🤖 AI Summary
Hydrogen atom transfer (HAT) plays a critical role in biological processes such as protein radical migration, yet its quantum-mechanical description remains intractable for high-accuracy simulation at biologically relevant scales. To overcome the dual limitations of traditional force fields and density functional theory (DFT) molecular dynamics—namely, insufficient accuracy and prohibitive computational cost—we develop a high-fidelity machine-learned force field (ML-FF) tailored for peptide systems. High-quality configuration data are generated via semi-empirical pre-screening followed by DFT refinement.
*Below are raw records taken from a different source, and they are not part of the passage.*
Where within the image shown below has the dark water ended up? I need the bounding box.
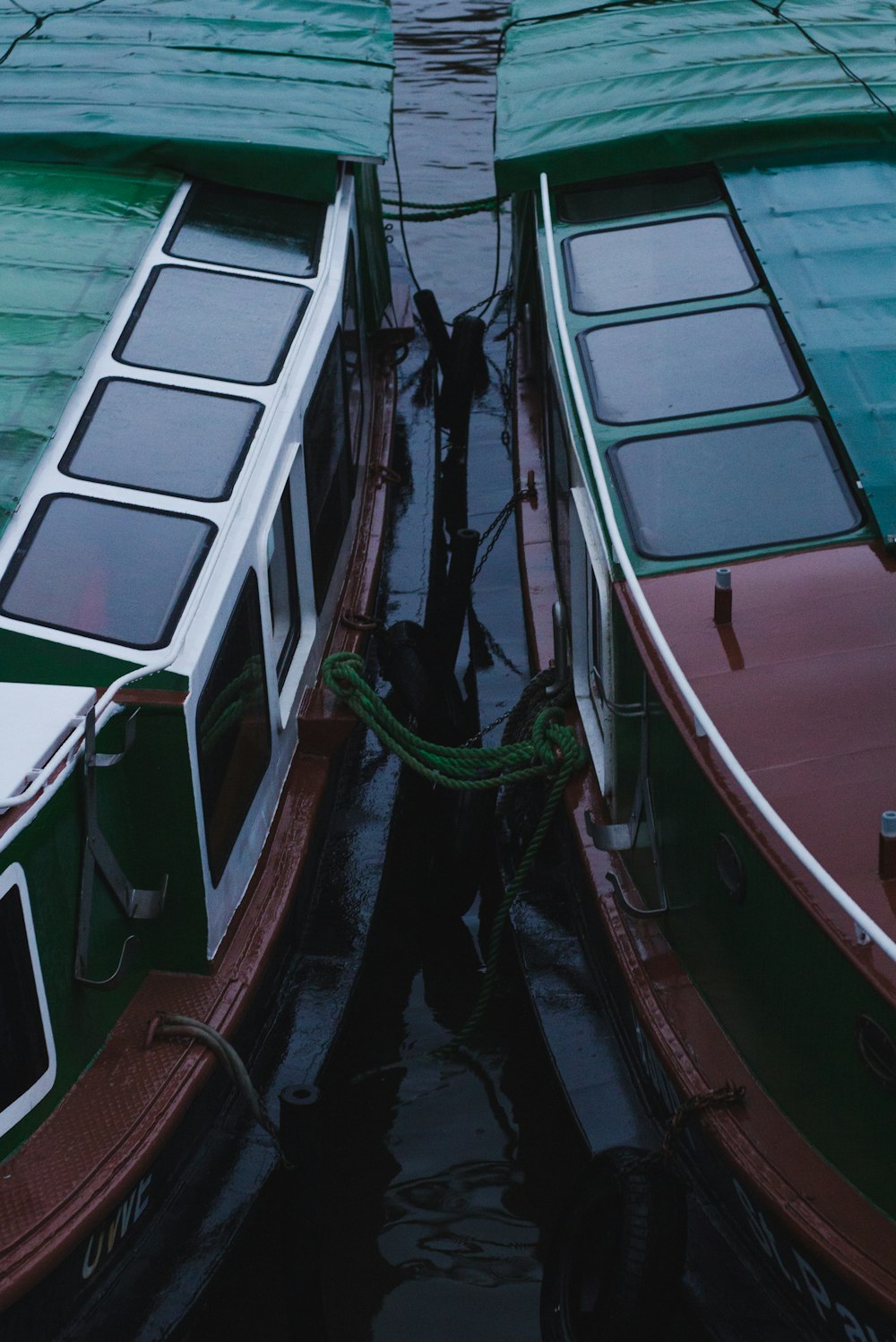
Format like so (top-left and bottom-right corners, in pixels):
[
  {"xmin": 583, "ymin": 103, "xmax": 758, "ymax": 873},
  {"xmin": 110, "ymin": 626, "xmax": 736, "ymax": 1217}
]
[{"xmin": 191, "ymin": 0, "xmax": 582, "ymax": 1342}]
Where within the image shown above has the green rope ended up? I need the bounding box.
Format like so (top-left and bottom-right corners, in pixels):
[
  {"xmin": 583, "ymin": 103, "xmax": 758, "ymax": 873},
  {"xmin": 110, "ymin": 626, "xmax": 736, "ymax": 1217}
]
[
  {"xmin": 383, "ymin": 196, "xmax": 507, "ymax": 224},
  {"xmin": 322, "ymin": 652, "xmax": 586, "ymax": 1054}
]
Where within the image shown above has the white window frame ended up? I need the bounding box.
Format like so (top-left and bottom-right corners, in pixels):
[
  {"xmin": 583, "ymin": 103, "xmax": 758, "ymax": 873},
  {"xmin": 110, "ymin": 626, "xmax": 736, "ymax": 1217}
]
[{"xmin": 0, "ymin": 862, "xmax": 56, "ymax": 1137}]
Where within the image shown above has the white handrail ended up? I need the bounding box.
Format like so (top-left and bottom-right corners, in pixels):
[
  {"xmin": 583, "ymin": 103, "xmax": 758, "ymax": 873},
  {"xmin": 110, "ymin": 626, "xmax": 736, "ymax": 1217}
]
[
  {"xmin": 540, "ymin": 173, "xmax": 896, "ymax": 964},
  {"xmin": 0, "ymin": 647, "xmax": 184, "ymax": 811}
]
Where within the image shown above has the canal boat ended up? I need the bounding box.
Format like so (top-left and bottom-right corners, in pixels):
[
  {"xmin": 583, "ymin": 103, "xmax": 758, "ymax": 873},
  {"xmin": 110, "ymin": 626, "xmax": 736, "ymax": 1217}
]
[
  {"xmin": 496, "ymin": 0, "xmax": 896, "ymax": 1342},
  {"xmin": 0, "ymin": 0, "xmax": 412, "ymax": 1339}
]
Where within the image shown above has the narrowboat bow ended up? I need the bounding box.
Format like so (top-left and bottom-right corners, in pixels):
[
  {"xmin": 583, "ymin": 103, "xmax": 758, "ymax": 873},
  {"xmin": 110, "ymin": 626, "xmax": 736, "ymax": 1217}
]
[
  {"xmin": 0, "ymin": 0, "xmax": 408, "ymax": 1338},
  {"xmin": 496, "ymin": 0, "xmax": 896, "ymax": 1342}
]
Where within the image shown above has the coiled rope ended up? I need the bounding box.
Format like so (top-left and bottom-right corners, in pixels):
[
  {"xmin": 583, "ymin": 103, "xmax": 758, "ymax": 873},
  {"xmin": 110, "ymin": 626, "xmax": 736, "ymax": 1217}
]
[{"xmin": 322, "ymin": 652, "xmax": 586, "ymax": 1054}]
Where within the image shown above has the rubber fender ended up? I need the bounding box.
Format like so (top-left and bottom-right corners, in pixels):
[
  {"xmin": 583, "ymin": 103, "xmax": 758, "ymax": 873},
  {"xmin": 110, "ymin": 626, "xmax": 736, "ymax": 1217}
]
[{"xmin": 540, "ymin": 1146, "xmax": 686, "ymax": 1342}]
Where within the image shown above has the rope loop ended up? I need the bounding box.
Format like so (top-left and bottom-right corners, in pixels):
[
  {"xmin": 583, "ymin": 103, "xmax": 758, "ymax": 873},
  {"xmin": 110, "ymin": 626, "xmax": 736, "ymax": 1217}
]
[
  {"xmin": 322, "ymin": 652, "xmax": 588, "ymax": 1056},
  {"xmin": 322, "ymin": 652, "xmax": 585, "ymax": 792}
]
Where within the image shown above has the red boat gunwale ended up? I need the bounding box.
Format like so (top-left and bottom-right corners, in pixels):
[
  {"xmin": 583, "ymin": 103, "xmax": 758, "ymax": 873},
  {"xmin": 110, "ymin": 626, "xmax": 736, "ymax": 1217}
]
[
  {"xmin": 0, "ymin": 332, "xmax": 402, "ymax": 1310},
  {"xmin": 513, "ymin": 323, "xmax": 896, "ymax": 1312}
]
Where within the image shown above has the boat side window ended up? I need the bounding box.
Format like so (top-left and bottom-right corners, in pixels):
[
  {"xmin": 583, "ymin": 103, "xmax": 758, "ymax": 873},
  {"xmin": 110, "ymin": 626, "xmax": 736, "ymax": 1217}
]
[
  {"xmin": 267, "ymin": 485, "xmax": 302, "ymax": 690},
  {"xmin": 580, "ymin": 305, "xmax": 804, "ymax": 424},
  {"xmin": 116, "ymin": 266, "xmax": 311, "ymax": 385},
  {"xmin": 60, "ymin": 377, "xmax": 263, "ymax": 499},
  {"xmin": 607, "ymin": 417, "xmax": 861, "ymax": 558},
  {"xmin": 556, "ymin": 168, "xmax": 721, "ymax": 224},
  {"xmin": 342, "ymin": 237, "xmax": 364, "ymax": 464},
  {"xmin": 305, "ymin": 331, "xmax": 354, "ymax": 611},
  {"xmin": 0, "ymin": 868, "xmax": 49, "ymax": 1131},
  {"xmin": 588, "ymin": 563, "xmax": 604, "ymax": 699},
  {"xmin": 165, "ymin": 181, "xmax": 326, "ymax": 280},
  {"xmin": 196, "ymin": 569, "xmax": 271, "ymax": 886},
  {"xmin": 564, "ymin": 215, "xmax": 758, "ymax": 313},
  {"xmin": 0, "ymin": 494, "xmax": 215, "ymax": 649}
]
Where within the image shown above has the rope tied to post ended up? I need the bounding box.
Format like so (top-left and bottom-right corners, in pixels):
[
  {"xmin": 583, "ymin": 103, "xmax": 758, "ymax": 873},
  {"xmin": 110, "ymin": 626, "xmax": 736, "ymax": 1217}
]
[
  {"xmin": 322, "ymin": 652, "xmax": 588, "ymax": 1054},
  {"xmin": 323, "ymin": 652, "xmax": 585, "ymax": 790}
]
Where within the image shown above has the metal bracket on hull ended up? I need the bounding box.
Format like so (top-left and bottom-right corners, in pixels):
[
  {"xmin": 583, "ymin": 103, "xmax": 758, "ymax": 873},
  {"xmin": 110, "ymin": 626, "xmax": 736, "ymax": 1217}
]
[{"xmin": 75, "ymin": 707, "xmax": 168, "ymax": 989}]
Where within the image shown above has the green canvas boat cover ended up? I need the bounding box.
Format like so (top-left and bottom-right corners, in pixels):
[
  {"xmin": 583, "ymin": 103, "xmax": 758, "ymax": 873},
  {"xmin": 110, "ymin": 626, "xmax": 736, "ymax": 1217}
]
[
  {"xmin": 724, "ymin": 151, "xmax": 896, "ymax": 547},
  {"xmin": 0, "ymin": 0, "xmax": 393, "ymax": 200},
  {"xmin": 0, "ymin": 164, "xmax": 180, "ymax": 533},
  {"xmin": 495, "ymin": 0, "xmax": 896, "ymax": 192}
]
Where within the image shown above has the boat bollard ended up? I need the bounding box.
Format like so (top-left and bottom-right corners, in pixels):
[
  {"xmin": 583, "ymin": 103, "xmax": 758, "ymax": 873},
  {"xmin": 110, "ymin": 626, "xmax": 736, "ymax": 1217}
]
[
  {"xmin": 545, "ymin": 601, "xmax": 569, "ymax": 699},
  {"xmin": 442, "ymin": 526, "xmax": 478, "ymax": 671},
  {"xmin": 279, "ymin": 1086, "xmax": 326, "ymax": 1342},
  {"xmin": 413, "ymin": 288, "xmax": 451, "ymax": 377},
  {"xmin": 712, "ymin": 569, "xmax": 731, "ymax": 624},
  {"xmin": 877, "ymin": 811, "xmax": 896, "ymax": 881}
]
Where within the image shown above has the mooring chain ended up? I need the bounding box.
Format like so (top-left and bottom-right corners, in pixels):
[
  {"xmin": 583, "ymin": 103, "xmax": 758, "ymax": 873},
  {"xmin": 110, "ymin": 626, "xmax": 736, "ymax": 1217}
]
[{"xmin": 470, "ymin": 485, "xmax": 535, "ymax": 582}]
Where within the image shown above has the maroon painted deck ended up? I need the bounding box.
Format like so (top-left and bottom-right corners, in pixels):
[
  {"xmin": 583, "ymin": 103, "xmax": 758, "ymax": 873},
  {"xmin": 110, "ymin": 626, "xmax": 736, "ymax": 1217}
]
[
  {"xmin": 513, "ymin": 322, "xmax": 896, "ymax": 1314},
  {"xmin": 0, "ymin": 340, "xmax": 396, "ymax": 1315}
]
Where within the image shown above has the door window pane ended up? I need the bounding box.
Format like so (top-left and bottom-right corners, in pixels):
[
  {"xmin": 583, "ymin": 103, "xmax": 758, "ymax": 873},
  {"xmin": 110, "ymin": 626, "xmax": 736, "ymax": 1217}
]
[
  {"xmin": 165, "ymin": 183, "xmax": 326, "ymax": 277},
  {"xmin": 0, "ymin": 886, "xmax": 49, "ymax": 1110},
  {"xmin": 342, "ymin": 237, "xmax": 364, "ymax": 464},
  {"xmin": 607, "ymin": 418, "xmax": 861, "ymax": 558},
  {"xmin": 116, "ymin": 266, "xmax": 311, "ymax": 385},
  {"xmin": 196, "ymin": 571, "xmax": 271, "ymax": 886},
  {"xmin": 580, "ymin": 305, "xmax": 804, "ymax": 424},
  {"xmin": 267, "ymin": 485, "xmax": 302, "ymax": 688},
  {"xmin": 564, "ymin": 215, "xmax": 756, "ymax": 313},
  {"xmin": 62, "ymin": 378, "xmax": 263, "ymax": 499},
  {"xmin": 0, "ymin": 494, "xmax": 215, "ymax": 649},
  {"xmin": 305, "ymin": 331, "xmax": 354, "ymax": 611}
]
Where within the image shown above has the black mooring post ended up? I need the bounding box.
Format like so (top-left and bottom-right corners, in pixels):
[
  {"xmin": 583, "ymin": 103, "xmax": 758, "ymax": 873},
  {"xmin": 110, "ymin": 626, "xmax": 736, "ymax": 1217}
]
[
  {"xmin": 413, "ymin": 288, "xmax": 451, "ymax": 377},
  {"xmin": 442, "ymin": 526, "xmax": 478, "ymax": 671},
  {"xmin": 279, "ymin": 1086, "xmax": 327, "ymax": 1342}
]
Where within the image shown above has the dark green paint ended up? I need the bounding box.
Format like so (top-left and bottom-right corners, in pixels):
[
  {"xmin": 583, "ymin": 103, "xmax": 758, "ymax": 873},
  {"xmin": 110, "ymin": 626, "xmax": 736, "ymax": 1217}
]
[
  {"xmin": 495, "ymin": 0, "xmax": 896, "ymax": 192},
  {"xmin": 723, "ymin": 155, "xmax": 896, "ymax": 544}
]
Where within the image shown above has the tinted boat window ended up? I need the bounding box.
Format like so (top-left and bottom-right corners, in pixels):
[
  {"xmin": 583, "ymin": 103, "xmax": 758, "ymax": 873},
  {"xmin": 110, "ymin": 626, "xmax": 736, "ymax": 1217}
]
[
  {"xmin": 580, "ymin": 306, "xmax": 802, "ymax": 424},
  {"xmin": 609, "ymin": 418, "xmax": 861, "ymax": 558},
  {"xmin": 0, "ymin": 495, "xmax": 215, "ymax": 649},
  {"xmin": 556, "ymin": 169, "xmax": 721, "ymax": 224},
  {"xmin": 564, "ymin": 215, "xmax": 756, "ymax": 313},
  {"xmin": 305, "ymin": 331, "xmax": 354, "ymax": 611},
  {"xmin": 0, "ymin": 886, "xmax": 49, "ymax": 1110},
  {"xmin": 62, "ymin": 378, "xmax": 262, "ymax": 499},
  {"xmin": 116, "ymin": 266, "xmax": 311, "ymax": 383},
  {"xmin": 165, "ymin": 183, "xmax": 324, "ymax": 277},
  {"xmin": 196, "ymin": 571, "xmax": 271, "ymax": 886}
]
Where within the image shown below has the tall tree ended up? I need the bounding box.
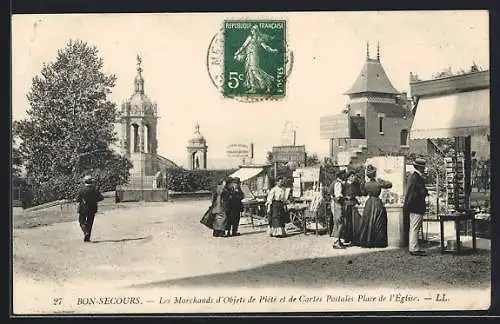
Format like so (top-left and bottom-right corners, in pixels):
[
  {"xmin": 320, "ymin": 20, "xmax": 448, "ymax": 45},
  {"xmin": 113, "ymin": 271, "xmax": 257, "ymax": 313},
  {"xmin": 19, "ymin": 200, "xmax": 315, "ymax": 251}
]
[{"xmin": 14, "ymin": 40, "xmax": 130, "ymax": 205}]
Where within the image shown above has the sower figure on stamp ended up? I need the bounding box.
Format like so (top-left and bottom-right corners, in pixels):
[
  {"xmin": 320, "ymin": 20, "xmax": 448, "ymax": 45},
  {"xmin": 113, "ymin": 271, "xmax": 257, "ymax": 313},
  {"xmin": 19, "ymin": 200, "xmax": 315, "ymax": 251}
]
[
  {"xmin": 403, "ymin": 159, "xmax": 429, "ymax": 256},
  {"xmin": 234, "ymin": 25, "xmax": 278, "ymax": 93},
  {"xmin": 77, "ymin": 176, "xmax": 104, "ymax": 242},
  {"xmin": 330, "ymin": 170, "xmax": 346, "ymax": 249},
  {"xmin": 226, "ymin": 178, "xmax": 245, "ymax": 236},
  {"xmin": 212, "ymin": 177, "xmax": 231, "ymax": 237}
]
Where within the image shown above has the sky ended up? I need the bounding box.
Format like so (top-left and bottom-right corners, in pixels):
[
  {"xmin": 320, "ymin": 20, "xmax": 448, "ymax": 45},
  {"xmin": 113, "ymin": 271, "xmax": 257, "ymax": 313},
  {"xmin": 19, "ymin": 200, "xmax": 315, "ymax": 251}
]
[{"xmin": 12, "ymin": 10, "xmax": 489, "ymax": 168}]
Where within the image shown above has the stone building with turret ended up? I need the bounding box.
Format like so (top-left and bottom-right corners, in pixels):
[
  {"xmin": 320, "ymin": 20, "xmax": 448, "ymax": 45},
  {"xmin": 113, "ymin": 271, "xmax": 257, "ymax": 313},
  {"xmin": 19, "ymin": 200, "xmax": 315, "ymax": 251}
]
[{"xmin": 118, "ymin": 56, "xmax": 178, "ymax": 186}]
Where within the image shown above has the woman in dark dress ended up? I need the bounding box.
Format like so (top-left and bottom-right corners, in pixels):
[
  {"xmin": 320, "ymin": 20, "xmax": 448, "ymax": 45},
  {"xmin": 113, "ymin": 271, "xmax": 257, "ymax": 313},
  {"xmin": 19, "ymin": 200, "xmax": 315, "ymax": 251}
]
[
  {"xmin": 357, "ymin": 165, "xmax": 392, "ymax": 248},
  {"xmin": 266, "ymin": 178, "xmax": 288, "ymax": 237},
  {"xmin": 212, "ymin": 178, "xmax": 230, "ymax": 237}
]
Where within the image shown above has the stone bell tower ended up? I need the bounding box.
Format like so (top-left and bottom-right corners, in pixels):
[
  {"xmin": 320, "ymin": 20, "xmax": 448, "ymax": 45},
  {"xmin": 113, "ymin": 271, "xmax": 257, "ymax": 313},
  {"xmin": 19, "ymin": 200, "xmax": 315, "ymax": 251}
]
[
  {"xmin": 187, "ymin": 123, "xmax": 208, "ymax": 170},
  {"xmin": 120, "ymin": 55, "xmax": 159, "ymax": 178}
]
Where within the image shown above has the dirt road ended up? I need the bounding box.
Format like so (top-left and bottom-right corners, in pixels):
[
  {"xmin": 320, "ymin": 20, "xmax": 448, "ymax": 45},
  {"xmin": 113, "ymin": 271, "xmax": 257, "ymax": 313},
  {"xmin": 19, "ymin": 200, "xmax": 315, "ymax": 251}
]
[{"xmin": 13, "ymin": 201, "xmax": 490, "ymax": 313}]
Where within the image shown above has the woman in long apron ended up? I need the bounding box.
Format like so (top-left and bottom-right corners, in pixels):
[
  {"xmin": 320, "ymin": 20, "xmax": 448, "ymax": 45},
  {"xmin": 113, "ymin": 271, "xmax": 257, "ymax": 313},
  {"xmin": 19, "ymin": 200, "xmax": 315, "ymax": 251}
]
[
  {"xmin": 266, "ymin": 178, "xmax": 287, "ymax": 237},
  {"xmin": 212, "ymin": 178, "xmax": 230, "ymax": 237},
  {"xmin": 358, "ymin": 165, "xmax": 392, "ymax": 248}
]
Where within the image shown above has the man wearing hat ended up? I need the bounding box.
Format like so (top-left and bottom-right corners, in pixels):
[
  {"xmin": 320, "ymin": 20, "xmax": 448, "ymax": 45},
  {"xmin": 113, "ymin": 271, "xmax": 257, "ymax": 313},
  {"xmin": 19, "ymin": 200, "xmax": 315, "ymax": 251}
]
[
  {"xmin": 329, "ymin": 170, "xmax": 346, "ymax": 249},
  {"xmin": 77, "ymin": 175, "xmax": 104, "ymax": 242},
  {"xmin": 403, "ymin": 158, "xmax": 429, "ymax": 256},
  {"xmin": 226, "ymin": 177, "xmax": 245, "ymax": 236},
  {"xmin": 342, "ymin": 170, "xmax": 361, "ymax": 245}
]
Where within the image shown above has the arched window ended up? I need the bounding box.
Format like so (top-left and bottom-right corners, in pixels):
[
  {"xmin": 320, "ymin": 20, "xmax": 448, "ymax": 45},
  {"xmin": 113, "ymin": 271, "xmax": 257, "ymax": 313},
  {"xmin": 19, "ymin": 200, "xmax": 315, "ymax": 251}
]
[{"xmin": 400, "ymin": 129, "xmax": 408, "ymax": 146}]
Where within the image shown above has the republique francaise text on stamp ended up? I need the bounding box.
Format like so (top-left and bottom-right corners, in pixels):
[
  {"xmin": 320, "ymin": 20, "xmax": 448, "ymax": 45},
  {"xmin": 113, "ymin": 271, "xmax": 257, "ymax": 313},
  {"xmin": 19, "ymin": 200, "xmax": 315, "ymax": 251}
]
[{"xmin": 223, "ymin": 20, "xmax": 286, "ymax": 97}]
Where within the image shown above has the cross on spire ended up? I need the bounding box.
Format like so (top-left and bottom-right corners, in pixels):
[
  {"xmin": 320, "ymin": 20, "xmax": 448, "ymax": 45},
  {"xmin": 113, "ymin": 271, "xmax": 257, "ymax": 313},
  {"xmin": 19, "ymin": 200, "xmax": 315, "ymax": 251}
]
[
  {"xmin": 377, "ymin": 41, "xmax": 380, "ymax": 62},
  {"xmin": 137, "ymin": 54, "xmax": 142, "ymax": 73}
]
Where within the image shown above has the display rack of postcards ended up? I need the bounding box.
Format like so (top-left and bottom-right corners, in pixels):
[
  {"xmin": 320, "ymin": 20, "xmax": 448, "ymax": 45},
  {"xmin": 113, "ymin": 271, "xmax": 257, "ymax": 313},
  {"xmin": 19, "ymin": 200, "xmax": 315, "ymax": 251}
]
[{"xmin": 445, "ymin": 153, "xmax": 468, "ymax": 213}]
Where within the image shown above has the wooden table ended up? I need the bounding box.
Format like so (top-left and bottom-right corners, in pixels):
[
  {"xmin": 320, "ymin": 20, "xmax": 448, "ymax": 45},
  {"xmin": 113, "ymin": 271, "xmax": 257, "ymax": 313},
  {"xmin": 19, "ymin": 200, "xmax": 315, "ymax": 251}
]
[{"xmin": 439, "ymin": 212, "xmax": 476, "ymax": 253}]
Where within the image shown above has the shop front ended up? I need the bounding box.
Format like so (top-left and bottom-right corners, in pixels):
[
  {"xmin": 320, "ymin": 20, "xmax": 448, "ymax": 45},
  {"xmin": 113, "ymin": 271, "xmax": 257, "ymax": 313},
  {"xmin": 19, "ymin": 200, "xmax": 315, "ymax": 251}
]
[{"xmin": 409, "ymin": 71, "xmax": 490, "ymax": 250}]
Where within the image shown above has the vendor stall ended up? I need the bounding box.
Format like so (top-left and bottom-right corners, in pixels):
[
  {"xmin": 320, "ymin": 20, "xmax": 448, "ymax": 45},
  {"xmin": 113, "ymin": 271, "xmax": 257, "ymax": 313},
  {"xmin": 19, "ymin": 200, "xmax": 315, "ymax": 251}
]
[{"xmin": 410, "ymin": 71, "xmax": 490, "ymax": 252}]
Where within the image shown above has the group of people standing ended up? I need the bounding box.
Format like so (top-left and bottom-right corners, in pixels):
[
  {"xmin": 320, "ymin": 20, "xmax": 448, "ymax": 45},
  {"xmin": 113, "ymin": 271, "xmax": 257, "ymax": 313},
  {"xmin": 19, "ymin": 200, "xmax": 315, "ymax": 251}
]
[
  {"xmin": 330, "ymin": 165, "xmax": 392, "ymax": 249},
  {"xmin": 204, "ymin": 159, "xmax": 428, "ymax": 256},
  {"xmin": 211, "ymin": 177, "xmax": 245, "ymax": 237},
  {"xmin": 329, "ymin": 159, "xmax": 429, "ymax": 256}
]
We systematically benchmark three graph neural network architectures—SchNet, Allegro, and MACE—and integrate active learning with transition-state search strategies. The MACE model achieves superior out-of-distribution generalization, delivering state-of-the-art accuracy in energy, force, and HAT barrier predictions; its mean absolute error on DFT-computed barriers is merely 1.13 kcal/mol. This enables large-scale, quantum-level reaction dynamics simulations of collagen—a previously inaccessible biomolecular system.
📝 Abstract
Hydrogen atom transfer (HAT) reactions are essential in many biological processes, such as radical migration in damaged proteins, but their mechanistic pathways remain incompletely understood. Simulating HAT is challenging due to the need for quantum chemical accuracy at biologically relevant scales; thus, neither classical force fields nor DFT-based molecular dynamics are applicable. Machine-learned potentials offer an alternative, able to learn potential energy surfaces (PESs) with near-quantum accuracy. However, training these models to generalize across diverse HAT configurations, especially at radical positions in proteins, requires tailored data generation and careful model selection. Here, we systematically generate HAT configurations in peptides to build large datasets using semiempirical methods and DFT. We benchmark three graph neural network architectures (SchNet, Allegro, and MACE) on their ability to learn HAT PESs and indirectly predict reaction barriers from energy predictions. MACE consistently outperforms the others in energy, force, and barrier prediction, achieving a mean absolute error of 1.13 kcal/mol on out-of-distribution DFT barrier predictions. This accuracy enables integration of ML potentials into large-scale collagen simulations to compute reaction rates from predicted barriers, advancing mechanistic understanding of HAT and radical migration in peptides. We analyze scaling laws, model transferability, and cost-performance trade-offs, and outline strategies for improvement by combining ML potentials with transition state search algorithms and active learning. Our approach is generalizable to other biomolecular systems, enabling quantum-accurate simulations of chemical reactivity in complex environments.